Maybe heartbreak is literal. Maybe my heart cracked and shattered inside my chest and now the shards and fragments are stabbing me on the inside whenever I move, and that’s why it hurts so badly. Because it does. It hurts so goddamn badly that I don’t know how to handle it. At least when the pain is physical you can point out where it hurts, so it’s more manageable just because it’s contained to a physical part of you. But what do you do when your soul hurts? And the only person who could fix you is somewhere out there, but also impossibly out of reach?
Because… I’ve called him. I’ve texted. I’ve shown up at his apartment. I’m a step away from a crazed stalker, but he doesn’t pick up, reply, or answer the door. And what would even be the point if he heard me out? What would I even say?
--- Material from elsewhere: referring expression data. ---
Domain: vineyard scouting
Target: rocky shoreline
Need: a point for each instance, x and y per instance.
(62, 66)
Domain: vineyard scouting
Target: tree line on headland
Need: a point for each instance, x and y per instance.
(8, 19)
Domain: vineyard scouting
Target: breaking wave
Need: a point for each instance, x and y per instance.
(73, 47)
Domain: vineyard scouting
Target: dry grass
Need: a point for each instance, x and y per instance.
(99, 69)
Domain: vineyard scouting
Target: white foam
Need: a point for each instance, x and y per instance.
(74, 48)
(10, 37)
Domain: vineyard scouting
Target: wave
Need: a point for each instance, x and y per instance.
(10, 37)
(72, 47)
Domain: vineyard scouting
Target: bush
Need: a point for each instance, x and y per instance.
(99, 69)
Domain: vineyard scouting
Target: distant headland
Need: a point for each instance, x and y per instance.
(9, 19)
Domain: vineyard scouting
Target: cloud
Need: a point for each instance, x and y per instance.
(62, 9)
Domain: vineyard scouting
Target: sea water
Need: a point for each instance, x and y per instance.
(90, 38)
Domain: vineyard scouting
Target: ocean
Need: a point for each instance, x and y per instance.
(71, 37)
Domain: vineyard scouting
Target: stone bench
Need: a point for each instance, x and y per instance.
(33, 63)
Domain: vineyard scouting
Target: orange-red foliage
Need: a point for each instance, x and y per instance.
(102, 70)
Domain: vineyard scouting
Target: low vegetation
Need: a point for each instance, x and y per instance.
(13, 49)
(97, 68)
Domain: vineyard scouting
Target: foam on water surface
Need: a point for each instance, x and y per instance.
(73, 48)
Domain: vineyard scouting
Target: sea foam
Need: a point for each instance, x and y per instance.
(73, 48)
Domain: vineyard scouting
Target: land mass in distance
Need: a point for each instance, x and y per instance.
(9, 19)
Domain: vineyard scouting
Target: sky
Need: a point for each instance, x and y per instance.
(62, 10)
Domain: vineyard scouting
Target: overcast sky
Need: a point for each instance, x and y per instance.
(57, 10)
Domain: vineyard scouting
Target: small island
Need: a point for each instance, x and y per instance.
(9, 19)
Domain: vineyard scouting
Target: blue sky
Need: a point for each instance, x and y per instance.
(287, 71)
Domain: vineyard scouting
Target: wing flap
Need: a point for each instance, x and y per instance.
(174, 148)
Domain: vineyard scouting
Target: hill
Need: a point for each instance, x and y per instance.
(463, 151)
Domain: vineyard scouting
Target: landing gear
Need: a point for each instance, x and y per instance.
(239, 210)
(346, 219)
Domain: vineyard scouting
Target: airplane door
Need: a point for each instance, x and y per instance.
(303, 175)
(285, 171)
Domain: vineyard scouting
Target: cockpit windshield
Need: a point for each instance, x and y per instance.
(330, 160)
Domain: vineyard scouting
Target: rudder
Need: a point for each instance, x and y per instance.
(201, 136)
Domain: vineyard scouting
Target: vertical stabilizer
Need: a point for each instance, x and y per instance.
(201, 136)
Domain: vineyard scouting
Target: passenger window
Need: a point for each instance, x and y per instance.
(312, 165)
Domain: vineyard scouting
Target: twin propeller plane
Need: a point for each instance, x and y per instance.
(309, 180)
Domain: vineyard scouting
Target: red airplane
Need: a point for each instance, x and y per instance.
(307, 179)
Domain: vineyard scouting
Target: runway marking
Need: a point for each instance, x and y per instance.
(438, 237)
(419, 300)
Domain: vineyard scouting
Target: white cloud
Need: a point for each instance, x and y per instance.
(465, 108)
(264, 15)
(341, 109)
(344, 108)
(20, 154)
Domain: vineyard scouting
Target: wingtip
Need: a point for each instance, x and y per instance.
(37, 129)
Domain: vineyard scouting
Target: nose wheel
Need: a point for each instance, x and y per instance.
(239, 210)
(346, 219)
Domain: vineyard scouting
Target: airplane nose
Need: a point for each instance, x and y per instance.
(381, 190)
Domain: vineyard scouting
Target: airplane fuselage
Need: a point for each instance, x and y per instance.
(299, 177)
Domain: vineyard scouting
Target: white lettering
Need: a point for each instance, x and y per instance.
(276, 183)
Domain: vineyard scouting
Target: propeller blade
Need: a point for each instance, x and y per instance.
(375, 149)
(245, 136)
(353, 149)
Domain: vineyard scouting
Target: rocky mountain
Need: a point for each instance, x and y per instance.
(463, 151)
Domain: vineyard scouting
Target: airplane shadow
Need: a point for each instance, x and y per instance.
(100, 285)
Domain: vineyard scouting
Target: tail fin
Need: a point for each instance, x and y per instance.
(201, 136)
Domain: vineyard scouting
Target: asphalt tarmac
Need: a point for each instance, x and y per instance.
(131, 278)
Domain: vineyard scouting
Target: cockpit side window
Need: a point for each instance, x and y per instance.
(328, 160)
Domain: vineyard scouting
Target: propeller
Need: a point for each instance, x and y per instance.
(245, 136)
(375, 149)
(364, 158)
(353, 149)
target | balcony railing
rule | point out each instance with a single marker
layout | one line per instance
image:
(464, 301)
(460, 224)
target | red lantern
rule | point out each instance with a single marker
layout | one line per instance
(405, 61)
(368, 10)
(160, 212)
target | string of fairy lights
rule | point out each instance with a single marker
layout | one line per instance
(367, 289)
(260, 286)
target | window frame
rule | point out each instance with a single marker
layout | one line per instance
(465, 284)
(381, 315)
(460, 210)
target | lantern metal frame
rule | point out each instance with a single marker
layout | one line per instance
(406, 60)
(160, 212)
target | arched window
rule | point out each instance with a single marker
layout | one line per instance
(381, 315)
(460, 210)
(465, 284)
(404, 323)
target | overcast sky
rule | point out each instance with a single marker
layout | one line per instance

Oh hey, Sutton. Get over your lifelong trauma ’cause I love you?
I sigh before I push off the wall, grab the soap, and wash myself. I get out of the shower and brush my teeth.
“Here.” Jordan hands me some clothes the moment I step into my room.
“Nope.” I bypass him, my sights set on the bed again.
Jordan grabs my arm and pulls me back.
“Get dressed,” he says firmly.
“Jesus Christ,” I groan. “Just leave me alone, dude. Read the room. I’m not in the mood for anything.”
“Not even for a fatherly lecture and some sage life advice?”
“Especially not those.”
“You’ll get them anyway.” He slaps the clothes against my chest. “You’ve got two minutes. I’ll wait for you downstairs.”
“Why are you so annoying?” I call after him.
“Because I love you,” he shouts back.
Goddamnit!
I stare at the clothes sourly before I give up and pull the shorts and the T-shirt on. And then I stomp down the stairs.
Theo and two of his friends are in the living room, yelling at the TV and wielding controllers.
I stop in front of Jordan, who’s standing by of the front door, scrolling on his phone.
“I’ll give you ten minutes,” I say. “So you better make it quick.”
“You’ll give me ten minutes.” He chuckles, opens the door, and shoves me outside. “Cute. From time to time, you do crack me up, Wren.”
It’s fucking bright outside. And warm. Summer is in full swing, the sun is shining, and the leaves are painting cheerful shadows on the sidewalk. This is way too nice for my current mood.
For a moment, I contemplate running. I’ll trick him into following me and then circle back home. And this time, I’ll lock the door.
Only, who am I kidding? I can never outrun Jordan. Guy’s a machine.
“Come on,” he says. He grips the back of my neck and starts walking.
“Where are we going?”
“I guess we’ll see where we end up.” He shrugs.
We walk, and he keeps up a steady stream of small talk about his job and Theo’s summer camp plans and their trip to San Francisco where Theo is going to stay with Kira until school starts back up again. He fills me in on everything I’ve missed while I’ve been battling the jagged shards of my heartbreak.
Wouldn’t it be nice if this walk could be the cure? If I could just listen to Jordan talk and breathing would get easier, and I’d notice how bright and cheerful this day is and then come to the conclusion that there’s still hope for me?
Yeah, that would be just swell.
Instead, I’m counting the minutes until I can crawl back into bed and pull the covers over my head.